L'ambientazione è una inedita quanto piacevole New Orleans degli anni venti, ed è senza mezzi termini l'aspetto più riuscito del film. Dalle folkloristiche strade alle sconfinate paludi, tramite le note della musica Jazz e della ricorrenza del Martedì Grasso, la pellicola non fa mancare nulla allo spettatore per catapultarlo nel suo contesto socio-culturale. Tiana è la nostra protagonista che lavora duramente per aprire un ristorante, sogno ereditato dal defunto padre. Forte e determinata, la ragazza ha in testa solo il lavoro e questo preoccupa un po' sua madre, ma nonostante ciò tutto sembra andare per il verso giusto, fino a quando non giunge in città un allegro principe di nome Naveen.
Partiamo dai personaggi. Ottimo il duo protagonista, non certo originale (la lavoratrice e lo scansafatiche, con variante di sessi sono un classico della commedia) e abbastanza prevedibile nei risvolti, ma comunque divertente dal momento in cui i due si trasformano in rane. La migliore amica di Tiana, Charlotte, è semplicemente uno spasso: vivace, sognatrice, a tratti superficiale ma mai banale, e cosa importante appare il giusto durante il corso del lungometraggio. Decisamente più dimenticabili i comprimari: il coccodrillo trombettista, a parte qualche gag azzeccata, scorre via senza mordere davvero, e la lucciola Ray si deve aggrappare a un finale eroico-commovente per lasciare il segno, e non è detto che ci riesca. Sa di già visto infine Mamma Odie, messa lì al solo scopo narrativo (e per inserire la solita canzone del cavolo).

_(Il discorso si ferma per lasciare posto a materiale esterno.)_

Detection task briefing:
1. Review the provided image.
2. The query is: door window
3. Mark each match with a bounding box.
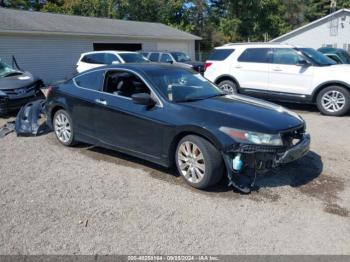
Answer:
[104,71,151,98]
[238,48,271,63]
[104,53,120,65]
[160,54,173,63]
[272,48,301,65]
[74,70,104,90]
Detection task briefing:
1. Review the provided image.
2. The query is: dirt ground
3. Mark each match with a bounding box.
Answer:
[0,103,350,254]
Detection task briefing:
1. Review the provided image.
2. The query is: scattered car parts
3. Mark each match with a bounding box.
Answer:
[0,57,45,115]
[15,99,48,136]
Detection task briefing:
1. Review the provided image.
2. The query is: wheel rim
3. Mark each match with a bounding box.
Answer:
[177,141,205,184]
[322,90,345,113]
[220,84,236,94]
[54,113,72,143]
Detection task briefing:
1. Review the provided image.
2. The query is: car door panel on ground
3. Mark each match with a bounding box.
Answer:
[231,48,271,92]
[95,71,163,157]
[268,48,313,95]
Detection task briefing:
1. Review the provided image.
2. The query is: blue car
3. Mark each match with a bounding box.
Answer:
[46,64,310,193]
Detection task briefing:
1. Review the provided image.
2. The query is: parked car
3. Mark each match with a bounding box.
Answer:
[142,51,204,73]
[46,63,310,192]
[204,43,350,116]
[0,59,45,115]
[77,51,149,73]
[317,47,350,64]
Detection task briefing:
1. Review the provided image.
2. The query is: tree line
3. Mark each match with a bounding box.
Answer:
[0,0,350,50]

Il cattivo l'ho trovato nel complesso riuscito; ispirato vagamente alla divinità Baron Samedi, lo stregone garantisce quei momenti dark che non guastano mai e lo stesso tema del voodoo è quantomeno azzeccato e originale.

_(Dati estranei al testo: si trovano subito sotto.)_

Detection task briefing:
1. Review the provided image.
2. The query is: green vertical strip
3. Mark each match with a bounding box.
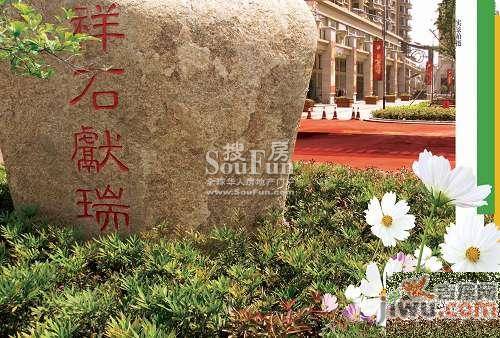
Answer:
[477,0,495,214]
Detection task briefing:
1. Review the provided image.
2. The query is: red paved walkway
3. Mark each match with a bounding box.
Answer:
[293,120,455,170]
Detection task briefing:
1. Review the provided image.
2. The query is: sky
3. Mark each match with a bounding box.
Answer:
[411,0,441,45]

Altrettanto pregevole la colonna sonora del film firmata Randy Newman. Per quanto non manchino canzoni superflue, buona parte degli stacchetti musicali sono di ottima qualità anche scenografica, come "Almost There", la cui particolare sequenza sembra ispirarsi alla pittura della Harlem Renaissance. Tuttavia la soundtrack de La Principessa e il Ranocchio può risultare tanto gradevole da sentire sul momento quanto dimenticabile sul lungo periodo; in sintesi siamo ancora ben lontani da alcune memorabili canzoni del passato più o meno remoto Disney.
Sul lato estetico, La Principessa e il Ranocchio sollevò fin da subito il problema di un ritorno al disegno a mano bidimensionale dopo anni di stop. Gli animatori erano per buona parte cambiati così come i mezzi a disposizione, con il CAPS (Computer Animation Production System, introdotto dal 1989 per accorciare i tempi di produzione) quale strumento ormai superato. L'utilizzo del ben più economico "Toon Boom Harmony software", sfruttato dalla Disney principalmente per i suoi sequel destinati all'home video, divenne quindi la scelta più idonea, arricchito a sua volta da plug-in atti a rendere effetti di ombreggiature e di fumo tipiche dello stile Disney anni novanta. Il cortometraggio "Pippo e l'home theater" proiettato nei cinema nel 2007, servì principalmente per "riallenare" gli animatori alla tecnica di animazione tradizionale in vista del nuovo-vecchio Classico. Il risultato finale è di ottima fattura e il film è meritevole del marchio che porta, dagli sfondi ai personaggi, tutto è realizzato minuziosamente.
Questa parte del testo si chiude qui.